Kemp Said He “Didn’t Know” COVID-19 Transmits Asymptomatically, Despite Months of Warnings From National Health Officials

April 2, 2020

Kemp failed to act on basic information on COVID-19 as Georgia is “among the worst in the nation” for pandemic preparedness

ATLANTA – At yesterday’s press conference, just a short distance away from the Center for Disease Control, Governor* Brian Kemp finally established a statewide stay at home order and attempted to justify his “too little too late” coronavirus response by saying he “didn’t know” the virus could be spread through asymptomatic transmission — despite leading health officials including Dr. Anthony Fauci briefing Americans on asymptomatic transmission as early as January 31st

After being questioned about his late response by a reporter, Kemp called asymptomatic transmission a “revelation and a game changer,” and said: 

“Finding out that this virus is now transmitting before people see signs…well we didn’t know that until the last 24 hours” 

Kemp’s admission reveals that he and his administration hadn’t been listening to the health officials, including members of the White House coronavirus task force, who have been sharing that information for months: 

  • In late January, Dr. Anthony Fauci testified that we “absolutely” know that asymptomatic people can spread the virus while asymptomatic. 
  • In February, major national news outlets reported that asymptomatic people were transmitting the virus. By early March, Kemp’s hometown paper was warning people of asymptomatic spread. 
  • On March 1st, the Center for Disease Control, which is based in Atlanta, issued guidance stating that asymptomatic people can spread the coronavirus.  
  • By mid-March, White House task force members were directly saying that asymptomatic transmission was an “increasing concern” and directly warning young people to stay home because they can transmit the virus asymptomatically. 
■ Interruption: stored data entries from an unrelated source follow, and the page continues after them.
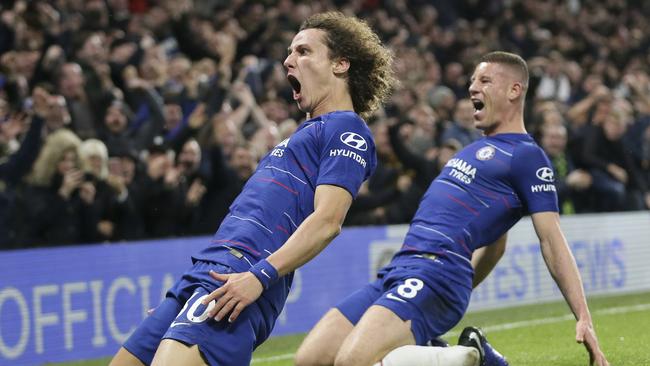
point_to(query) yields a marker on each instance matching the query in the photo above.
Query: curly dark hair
(370, 76)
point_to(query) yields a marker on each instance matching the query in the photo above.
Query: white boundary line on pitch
(507, 326)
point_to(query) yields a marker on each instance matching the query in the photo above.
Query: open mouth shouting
(295, 85)
(478, 107)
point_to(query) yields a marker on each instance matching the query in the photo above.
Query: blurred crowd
(133, 119)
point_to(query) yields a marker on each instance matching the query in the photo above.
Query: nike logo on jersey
(349, 154)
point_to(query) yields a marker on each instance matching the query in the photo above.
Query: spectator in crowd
(14, 165)
(59, 201)
(572, 183)
(114, 205)
(616, 181)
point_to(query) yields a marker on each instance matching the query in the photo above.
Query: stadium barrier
(81, 302)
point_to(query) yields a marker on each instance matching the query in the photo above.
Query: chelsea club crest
(485, 153)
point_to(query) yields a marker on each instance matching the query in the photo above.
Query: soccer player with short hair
(479, 195)
(288, 211)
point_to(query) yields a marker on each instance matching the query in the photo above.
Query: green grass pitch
(530, 335)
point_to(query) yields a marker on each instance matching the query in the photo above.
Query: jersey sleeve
(347, 155)
(533, 179)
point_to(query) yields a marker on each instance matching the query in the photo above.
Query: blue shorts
(182, 317)
(418, 290)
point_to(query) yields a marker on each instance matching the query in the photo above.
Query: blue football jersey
(335, 148)
(480, 194)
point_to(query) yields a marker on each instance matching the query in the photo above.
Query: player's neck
(512, 122)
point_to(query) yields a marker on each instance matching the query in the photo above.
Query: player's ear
(341, 65)
(516, 90)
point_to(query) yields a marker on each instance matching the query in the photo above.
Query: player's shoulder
(343, 119)
(516, 143)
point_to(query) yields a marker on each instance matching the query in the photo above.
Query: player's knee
(346, 359)
(310, 357)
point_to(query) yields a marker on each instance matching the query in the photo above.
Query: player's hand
(238, 291)
(586, 335)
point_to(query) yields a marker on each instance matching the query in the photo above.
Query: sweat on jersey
(480, 194)
(335, 149)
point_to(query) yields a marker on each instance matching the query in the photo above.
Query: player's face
(309, 70)
(487, 90)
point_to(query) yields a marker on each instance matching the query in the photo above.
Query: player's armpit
(331, 204)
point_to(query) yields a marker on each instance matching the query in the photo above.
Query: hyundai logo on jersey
(354, 140)
(545, 174)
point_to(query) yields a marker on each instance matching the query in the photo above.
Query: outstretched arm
(484, 259)
(562, 266)
(331, 204)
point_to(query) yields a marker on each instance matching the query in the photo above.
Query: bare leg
(324, 340)
(378, 332)
(125, 358)
(171, 352)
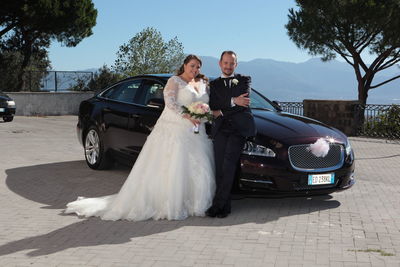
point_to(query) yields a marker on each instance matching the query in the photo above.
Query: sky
(253, 29)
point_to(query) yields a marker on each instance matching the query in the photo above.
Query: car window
(152, 90)
(124, 92)
(258, 102)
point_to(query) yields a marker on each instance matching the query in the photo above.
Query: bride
(182, 183)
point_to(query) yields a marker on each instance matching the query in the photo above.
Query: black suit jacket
(240, 118)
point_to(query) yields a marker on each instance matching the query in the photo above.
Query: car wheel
(8, 118)
(96, 157)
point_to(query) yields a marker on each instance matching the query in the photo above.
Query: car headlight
(253, 149)
(10, 103)
(348, 148)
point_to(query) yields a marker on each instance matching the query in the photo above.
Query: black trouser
(228, 146)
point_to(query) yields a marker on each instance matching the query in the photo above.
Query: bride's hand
(192, 120)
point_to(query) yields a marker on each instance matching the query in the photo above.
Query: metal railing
(382, 121)
(50, 81)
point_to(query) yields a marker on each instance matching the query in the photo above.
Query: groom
(229, 101)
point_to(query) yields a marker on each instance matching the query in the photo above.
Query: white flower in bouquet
(198, 110)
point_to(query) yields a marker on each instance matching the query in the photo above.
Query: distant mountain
(313, 79)
(293, 82)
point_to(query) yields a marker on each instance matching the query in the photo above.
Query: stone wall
(341, 114)
(48, 103)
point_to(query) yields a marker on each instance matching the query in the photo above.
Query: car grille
(303, 160)
(3, 103)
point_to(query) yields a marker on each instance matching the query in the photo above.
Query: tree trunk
(27, 52)
(362, 99)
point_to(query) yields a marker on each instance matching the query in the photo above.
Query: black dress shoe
(222, 214)
(212, 211)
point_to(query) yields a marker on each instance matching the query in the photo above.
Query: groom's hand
(217, 113)
(242, 100)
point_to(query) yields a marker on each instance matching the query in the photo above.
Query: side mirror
(156, 103)
(277, 105)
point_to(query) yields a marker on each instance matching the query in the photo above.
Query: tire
(8, 118)
(96, 157)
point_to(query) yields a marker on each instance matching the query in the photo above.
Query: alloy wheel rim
(92, 147)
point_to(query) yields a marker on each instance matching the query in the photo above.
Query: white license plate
(316, 179)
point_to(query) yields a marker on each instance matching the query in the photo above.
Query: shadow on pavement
(56, 184)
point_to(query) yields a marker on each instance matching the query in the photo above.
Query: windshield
(257, 101)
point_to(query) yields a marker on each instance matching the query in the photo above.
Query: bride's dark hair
(186, 61)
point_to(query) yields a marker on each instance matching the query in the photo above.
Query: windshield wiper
(268, 109)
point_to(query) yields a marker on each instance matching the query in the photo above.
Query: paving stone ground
(42, 168)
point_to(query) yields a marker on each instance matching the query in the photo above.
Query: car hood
(289, 128)
(4, 97)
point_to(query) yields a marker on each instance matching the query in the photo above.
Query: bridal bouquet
(198, 110)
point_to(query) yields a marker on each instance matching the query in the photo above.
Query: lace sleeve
(170, 95)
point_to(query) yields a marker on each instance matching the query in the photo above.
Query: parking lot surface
(42, 168)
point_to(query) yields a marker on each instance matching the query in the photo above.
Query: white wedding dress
(173, 176)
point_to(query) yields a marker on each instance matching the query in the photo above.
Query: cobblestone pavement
(42, 168)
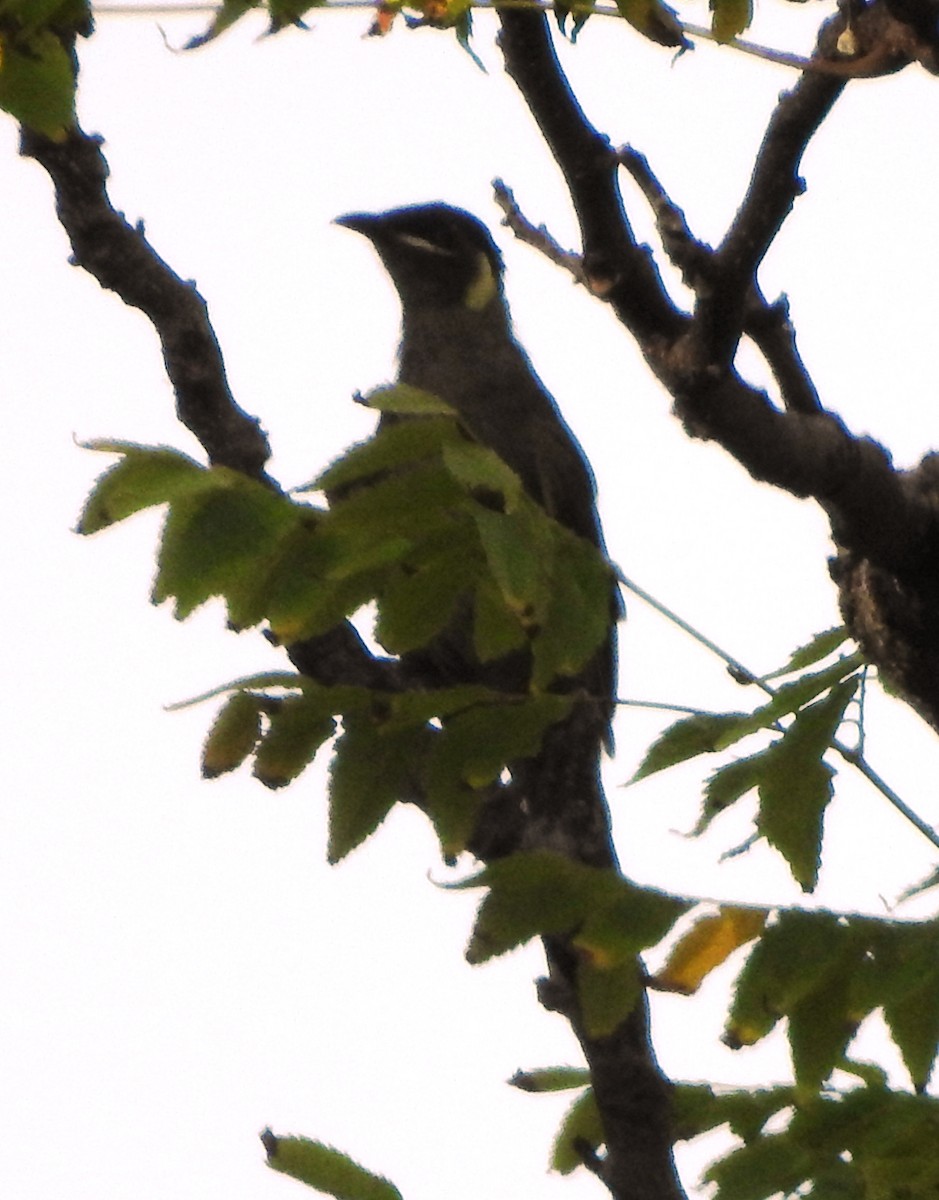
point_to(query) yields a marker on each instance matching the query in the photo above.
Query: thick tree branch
(772, 191)
(620, 270)
(121, 259)
(884, 521)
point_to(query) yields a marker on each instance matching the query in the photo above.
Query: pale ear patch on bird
(431, 247)
(484, 287)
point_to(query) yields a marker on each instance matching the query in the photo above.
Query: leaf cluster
(790, 774)
(37, 71)
(430, 527)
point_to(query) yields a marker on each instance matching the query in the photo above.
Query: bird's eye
(431, 247)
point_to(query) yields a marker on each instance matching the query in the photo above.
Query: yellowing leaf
(709, 943)
(729, 18)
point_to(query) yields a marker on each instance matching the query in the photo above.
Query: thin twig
(741, 672)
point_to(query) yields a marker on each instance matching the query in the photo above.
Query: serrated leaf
(299, 726)
(531, 894)
(145, 477)
(408, 401)
(727, 785)
(709, 943)
(697, 1109)
(550, 1079)
(226, 15)
(372, 769)
(233, 736)
(478, 468)
(796, 694)
(497, 630)
(478, 743)
(820, 646)
(519, 549)
(215, 540)
(793, 959)
(767, 1165)
(394, 447)
(542, 892)
(326, 1169)
(578, 617)
(729, 18)
(655, 19)
(37, 82)
(820, 1026)
(419, 600)
(795, 785)
(581, 1129)
(606, 995)
(703, 733)
(907, 963)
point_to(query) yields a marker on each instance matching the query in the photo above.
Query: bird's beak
(359, 222)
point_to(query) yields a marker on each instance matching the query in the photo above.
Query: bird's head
(437, 256)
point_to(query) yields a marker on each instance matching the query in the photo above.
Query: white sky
(180, 967)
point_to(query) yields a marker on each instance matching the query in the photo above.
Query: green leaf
(653, 19)
(478, 743)
(214, 541)
(420, 599)
(497, 630)
(760, 1169)
(697, 1109)
(793, 696)
(478, 468)
(727, 785)
(233, 736)
(519, 547)
(326, 1169)
(578, 618)
(793, 959)
(375, 767)
(820, 646)
(408, 401)
(226, 15)
(299, 725)
(795, 785)
(608, 994)
(580, 1131)
(550, 1079)
(540, 892)
(907, 975)
(394, 447)
(820, 1026)
(145, 477)
(285, 13)
(729, 18)
(37, 82)
(703, 733)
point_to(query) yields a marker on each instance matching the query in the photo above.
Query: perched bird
(459, 345)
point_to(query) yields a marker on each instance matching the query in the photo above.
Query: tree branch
(121, 259)
(620, 270)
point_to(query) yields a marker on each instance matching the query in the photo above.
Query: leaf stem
(743, 675)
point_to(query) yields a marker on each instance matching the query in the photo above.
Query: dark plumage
(458, 343)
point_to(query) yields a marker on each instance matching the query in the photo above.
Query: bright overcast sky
(180, 967)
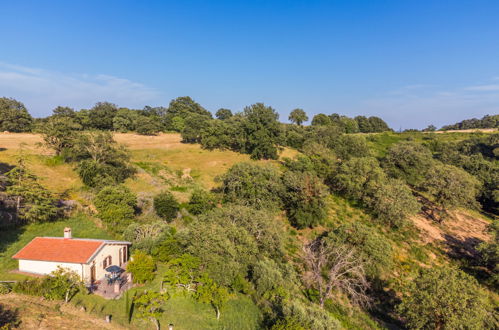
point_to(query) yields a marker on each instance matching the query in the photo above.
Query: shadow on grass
(383, 306)
(8, 318)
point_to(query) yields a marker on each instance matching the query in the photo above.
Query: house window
(107, 262)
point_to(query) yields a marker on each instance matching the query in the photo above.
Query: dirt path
(460, 233)
(36, 313)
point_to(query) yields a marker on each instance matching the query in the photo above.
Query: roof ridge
(86, 239)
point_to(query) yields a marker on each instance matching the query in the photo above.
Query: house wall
(47, 267)
(112, 250)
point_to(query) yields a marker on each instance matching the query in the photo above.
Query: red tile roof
(59, 249)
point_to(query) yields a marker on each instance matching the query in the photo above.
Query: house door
(92, 274)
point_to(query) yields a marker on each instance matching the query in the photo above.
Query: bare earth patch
(461, 232)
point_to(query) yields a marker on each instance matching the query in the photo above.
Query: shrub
(142, 267)
(166, 205)
(5, 288)
(253, 185)
(201, 201)
(371, 247)
(394, 202)
(116, 207)
(304, 199)
(444, 298)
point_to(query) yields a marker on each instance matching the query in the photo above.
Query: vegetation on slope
(332, 237)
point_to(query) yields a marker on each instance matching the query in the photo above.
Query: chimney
(67, 233)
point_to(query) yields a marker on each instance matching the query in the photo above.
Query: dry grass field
(158, 159)
(37, 313)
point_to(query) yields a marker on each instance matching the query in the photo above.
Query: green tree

Kemp’s failure to learn basic information about COVID-19 has  put Georgia weeks behind in basic preparedness for the pandemic as local governments have had to take measures into their own hands, leading to a patchwork of responses throughout the state. Now, Georgia is struggling to procure much-needed medical supplies as the state is forced to “play catch up in coronavirus testing.” The Atlanta Journal-Constitution editorial board says it best: 

Kemp will have to live with these facts: He was slow to act in a state where the statistics on this pandemic are among the worst in the nation; his delayed action almost certainly means things will be worse than they might have been in Georgia.

Health officials knew. Americans knew. Brian Kemp failed to act, and now Georgians are paying the price.